Enquanto esperava mnha vez na fila, notei alguns olhares dele em para mim. Senti seu olhar em minha direção como um raio de luz energetico tentando adentrar um terreno desconhecido. Mera curiosidade. Quando notou meu olhar retribuindo proporcionalmente a mesma curiosidade, voltou sua atenção ao pequeno grupo que discutia filosofia. Olhando com mais atenção notei que na rodinha estava nada mais nada menos que Davi, um colega de escola muito do chato. A conversa parecia interessante, no entanto achei tudo bobo demais.De repente de filosofia, pularam para movimento punk. Pura gastação verborrágica.
No jukebox ao lado tocava Love me Do e eu saí do bar. Fui encontrar Karla e Katarina do lado de fora.
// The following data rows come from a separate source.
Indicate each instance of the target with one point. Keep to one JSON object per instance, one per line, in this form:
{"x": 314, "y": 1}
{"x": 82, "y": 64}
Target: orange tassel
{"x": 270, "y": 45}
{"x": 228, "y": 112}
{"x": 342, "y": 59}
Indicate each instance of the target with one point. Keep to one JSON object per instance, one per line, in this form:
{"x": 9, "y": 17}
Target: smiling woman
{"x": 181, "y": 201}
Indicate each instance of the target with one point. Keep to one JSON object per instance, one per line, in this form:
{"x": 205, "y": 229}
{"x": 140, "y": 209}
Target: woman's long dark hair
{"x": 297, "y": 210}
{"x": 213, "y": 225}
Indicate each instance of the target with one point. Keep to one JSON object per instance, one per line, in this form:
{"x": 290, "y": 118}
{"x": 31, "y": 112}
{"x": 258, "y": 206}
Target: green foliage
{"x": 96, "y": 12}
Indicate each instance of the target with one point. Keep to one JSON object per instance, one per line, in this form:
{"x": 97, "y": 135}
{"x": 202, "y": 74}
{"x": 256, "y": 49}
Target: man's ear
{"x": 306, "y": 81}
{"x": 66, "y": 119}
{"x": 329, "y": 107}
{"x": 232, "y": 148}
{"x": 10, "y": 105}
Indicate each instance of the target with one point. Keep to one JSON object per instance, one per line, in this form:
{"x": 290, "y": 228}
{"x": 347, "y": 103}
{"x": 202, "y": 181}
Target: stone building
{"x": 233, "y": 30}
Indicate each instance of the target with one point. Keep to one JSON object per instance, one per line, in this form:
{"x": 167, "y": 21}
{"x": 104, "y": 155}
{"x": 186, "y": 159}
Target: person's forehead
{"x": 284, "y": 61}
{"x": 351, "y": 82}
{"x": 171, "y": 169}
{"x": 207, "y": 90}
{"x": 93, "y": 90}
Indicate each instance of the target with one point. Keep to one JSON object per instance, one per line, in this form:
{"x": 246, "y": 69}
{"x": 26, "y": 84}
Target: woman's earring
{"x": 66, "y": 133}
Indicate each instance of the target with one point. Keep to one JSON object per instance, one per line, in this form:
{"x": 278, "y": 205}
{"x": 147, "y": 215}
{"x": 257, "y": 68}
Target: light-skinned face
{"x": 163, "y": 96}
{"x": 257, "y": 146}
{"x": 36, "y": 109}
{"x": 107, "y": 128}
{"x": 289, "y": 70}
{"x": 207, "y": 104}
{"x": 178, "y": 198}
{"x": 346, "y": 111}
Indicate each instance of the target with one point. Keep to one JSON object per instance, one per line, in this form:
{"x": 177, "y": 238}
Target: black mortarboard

Encontrar minhas amigas era sempre um momento de alegria, prazer e contentamento. Com algumas outras meninas da escola eu nao tinha muita simpatia. Não gostavam muito de mim e nem eu fazia questao de agrada-las. Ter fama de antipática com um certo grupo de pessoas tinha lá suas vantagens e eu gostava disso. Tinha meu mundo particular, muito bem inventado, muito bem decorado, com muito bom gosto e lirismo. Sabia escolher muito bem minhas amizades. Karla e Katarina eram as melhores. Nos divertiamos muito sempre e sair com elas às sextas feiras já era quase que obrigação. É claro que não eram minhas únicas amigas e é claro que sempre que saíamos acabavamos encontrando outras pessoas que se agregavam à nossa roda de meninas doidas e quando bêbadas, desbocadas... porém quanto àquelas meninas da escola, num geral, eu ainda mantinha um certo distancimanto e ar de antipatia e frieza, e quem sabe até de superioridade.
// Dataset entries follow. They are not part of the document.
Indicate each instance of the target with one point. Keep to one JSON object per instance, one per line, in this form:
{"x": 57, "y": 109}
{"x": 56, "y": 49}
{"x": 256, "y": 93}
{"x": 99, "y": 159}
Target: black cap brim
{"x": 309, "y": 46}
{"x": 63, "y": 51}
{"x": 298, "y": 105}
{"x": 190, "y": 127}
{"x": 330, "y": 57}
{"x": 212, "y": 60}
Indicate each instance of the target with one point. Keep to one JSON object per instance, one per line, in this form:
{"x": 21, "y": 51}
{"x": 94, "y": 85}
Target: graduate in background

Esta foi apenas mais um sexta-feira, comum, cíclica. Porém foi o dia que avistei pela primeira vez o Theo. Viver em cidade pequenas tem seus prós. Creio já ter o visto outras vezes, porém está foi a primeira vez que reparei mesmo nele com atenção plena e interesse. Olhos de perspicácia.
Um sentimento estranho então começou a brotar em mim. Aquela imagem no bar não me saía da cabeça. Foi então que passei a dormir e acordar com Theo em meus pensamentos, com certa frequência. Um sentimento de ternura tomara conta de mim, preocupação, proteção e encantamento.
Desejo. Eu não sabia o que queria, nunca havia vivido uma relação verdadeira com outro , mas sabia o que desejava. E continuava desejando aqueles olhos tão únicos, sem mesmo entender absolutamente a origem do desejo. Um pouco de filosofia nessas horas cai bem.
Cheguei a comentar por alto minha mais nova fixação com Karla. E foi então que ouvi alguns comentários de desaprovação:
A Maria conhece esse cara. Não me falou coisas lá muito legais. Rebeldia é seu nome. Estuda filosofia em outra cidade, mas sempre vem pra cá. Acho que a mãe mora aqui.
Um dia voltando sozinha da escola, quase chegando ao ponto de ônibus, me deparo com uma escrita em vermelho, uma pichação no muro. "Theo Peter Jones" e "Marginais extrapolam espaços e escrevem muito".